The Missouri Department of Public Safety’s Division of Alcohol and Tobacco Control already conducts inspections of retailers and uses special enforcement operations to help ensure stores are not selling restricted products to minors. The ATC director says the agency conducts 6,000 inspections and operations annually. She says ATC will step up efforts to enforce the rules for vaping product sales, and to conduct in-store, merchant education.

Again, this occurs as Missouri enters another political campaign season, with Parson’s political opponents wasting no time with their criticism.

House Minority Leader Crystal Quade of Springfield responded to Parson’s executive order by suggesting his recognition of vaping as a public health threat was belated. “As a state senator five years ago, Mike Parson voted to override a gubernatorial veto to prohibit vaping products from being taxed or regulated as tobacco products under Missouri law,” Quade said in written statement. “That vote to protect vaping industry profits has not aged well.” She went on to urge a repeal of “pro-industry protections.”

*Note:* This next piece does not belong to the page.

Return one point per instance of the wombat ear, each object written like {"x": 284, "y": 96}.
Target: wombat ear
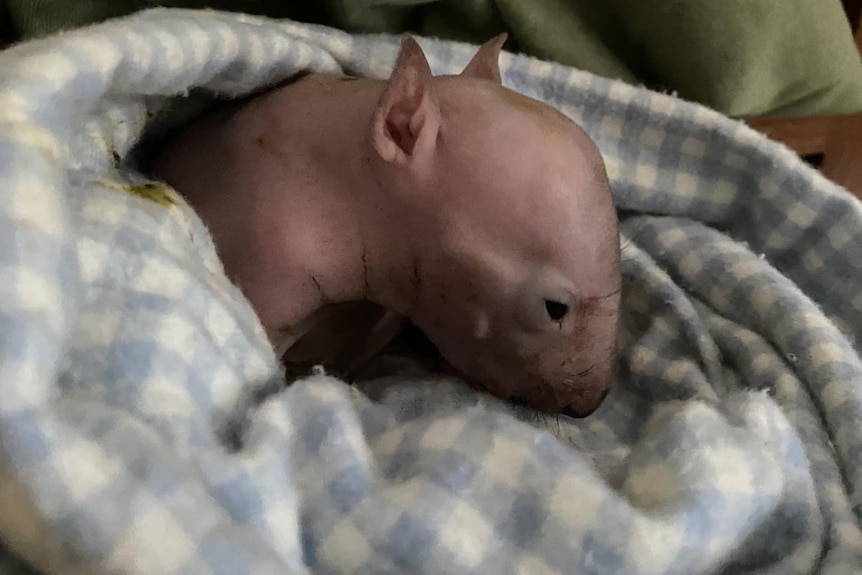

The state Democratic Party stepped farther through the political door, with director Lauren Gepford chastising Parson for accepting “over $80,000 from tobacco companies during his time as governor and a longtime legislator,” while Missouri remains one of the lowest-taxed states for tobacco products.

That sort of pivot puts a spotlight on Washington and asks where the responsibilities really lie for sickness and death. In 1998, the tobacco industry avoided endless lawsuits with the Master Settlement Agreement, which has paid tens of billions of dollars to state governments to resolve claims of liability for health care costs. With over 400,000 people dead and as many as 2 million addicted, many now suspect the pending civil litigation against the drug companies over the opioid crisis could result in a similar, though smaller settlement. Now comes vaping, with critics pointing the same fingers of blame. I asked Missouri Senator Josh Hawley if companies such as Juul have that kind of blood on their hands. “I think we don’t know yet,” Hawley responded. “But I think anytime you see a death toll like this mount in the way it has, you’ve gotta ask, ‘What’s going on here?’”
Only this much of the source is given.